Nexus One a replicant too far, Dick family tells Google

Rutger Hauer in Bladerunner

Philip K Dick’s estate says Google’s phone is too similar to ‘Nexus-6’ Bladerunner androids

BY Tim Edwards LAST UPDATED AT 16:07 ON Thu 7 Jan 2010

The estate of sci-fi writer Philip K Dick has asked Google to stop using the name 'Nexus One' to describe its new smartphone because it is too similar to the 'Nexus-6' androids described in the book Do Androids Dream of Electric Sheep?

To rub salt into the wound, the new 'Googlephone', which enjoyed positive reviews when it was launched on Tuesday, uses an operating system called Android 2.1.

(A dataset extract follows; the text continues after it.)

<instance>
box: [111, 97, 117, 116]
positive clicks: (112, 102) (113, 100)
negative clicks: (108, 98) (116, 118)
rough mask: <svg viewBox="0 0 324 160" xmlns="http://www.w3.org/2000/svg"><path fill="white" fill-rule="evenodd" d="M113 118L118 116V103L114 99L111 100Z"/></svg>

But the Dick family were among those who were unimpressed by the new smartphone. Yesterday they sent a letter to Google saying the use of Nexus is a trademark violation and demanded the search giant cease and desist from using the name.

At Tuesday's Nexus One launch, Google expressly denied the name was taken from Do Androids Dream of Electric Sheep?, which was later adapted for the big screen as the film Bladerunner, starring Rutger Hauer (above). The company claims the new phone's name is meant to refer to the word's original meaning, of a place where things meet.

In their defence, the kind of dystopian futures that were Dick's speciality are conspicuously absent from the Nexus One's branding and marketing.

The seeming attempt to trademark what is a fairly common English word - 'nexus' goes back to the Latin verb 'nectere', meaning 'to bind' - has led critics of the Dicks to suggest they are merely after a fast buck from one of the richest companies in the world.

But Isa Dick Hackett, the daughter of Philip K Dick, is unrepentant. "Google takes first and then deals with the fallout later,"she said. "In my mind, there is a very obvious connection to my father's novel. People don't get it. It's the principle of it. It would be nice to have a dialogue. We are open to it." · 

Comments

Hey I wrote a song called "One", can I get money too?

tacky move

And how many people wouldn't have been aware of the similarity and possible connection had it not been for the Dick estate jumping up and down and bringing it to everyone's attention?!

A ploy for money via supposed 'copy-write' infringement or pr to revitalize sales of the book?